I'll use tap if it means I don't have to spend as much money, and then make solutions for each powder, so I can follow the schedule's dosing a bit more  



Thanks very much for you help,
Alistair


----------



## alip01 (18 Jun 2008)

I'm about ready to order the salts, from Garden Direct for the general salts, and AE for the trace mix.  Just got a couple more questions.

Firstly, do I need to add anything e.g. extra Iron to the AE trace mix, or is it fine on it's own?

Secondly, just so I know what I'm getting, I need to get Potassium Phosphate, Potassium Nitrate, the trace mix... I have a feeling I'm missing something  

Thanks very much,
Alistair


----------



## Egmel (18 Jun 2008)

alip01 said:
			
		

> I'm about ready to order the salts, from Garden Direct for the general salts, and AE for the trace mix.  Just got a couple more questions.


Why not get the garden's direct chelated trace mix instead of going to AE, they're very similar and it would save on postage.

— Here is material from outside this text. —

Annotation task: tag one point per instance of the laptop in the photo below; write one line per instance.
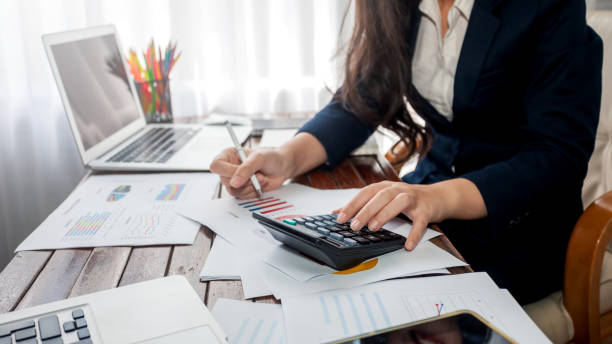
(105, 115)
(165, 310)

> Firstly, do I need to add anything e.g. extra Iron to the AE trace mix, or is it fine on it's own?


should be fine as is


> Secondly, just so I know what I'm getting, I need to get Potassium Phosphate, Potassium Nitrate, the trace mix... I have a feeling I'm missing something


Magnesium sulphate, (epsom salts) ebay's probably cheapest for these.


----------



## Matt Holbrook-Bull (18 Jun 2008)

check out the calculator in my sig.. its very good, saved me alot of headaches working things out.


----------



## JamesM (18 Jun 2008)

One month of dosing with Garden Direct's Trace in my shrimp tank, no deaths and every female is carrying eggs.


----------



## alip01 (18 Jun 2008)

Done the orders now  

Thanks,
Alistair


----------



## Superman (22 Jun 2008)

alip01 said:
			
		

> Done the orders now
> 
> Thanks,
> Alistair



Welcome young sir.
Think I'm going to be doing the same as you soon.


----------



## alip01 (26 Jun 2008)

Just about to do my order for the plants from AE so that I can rescape on Sunday


----------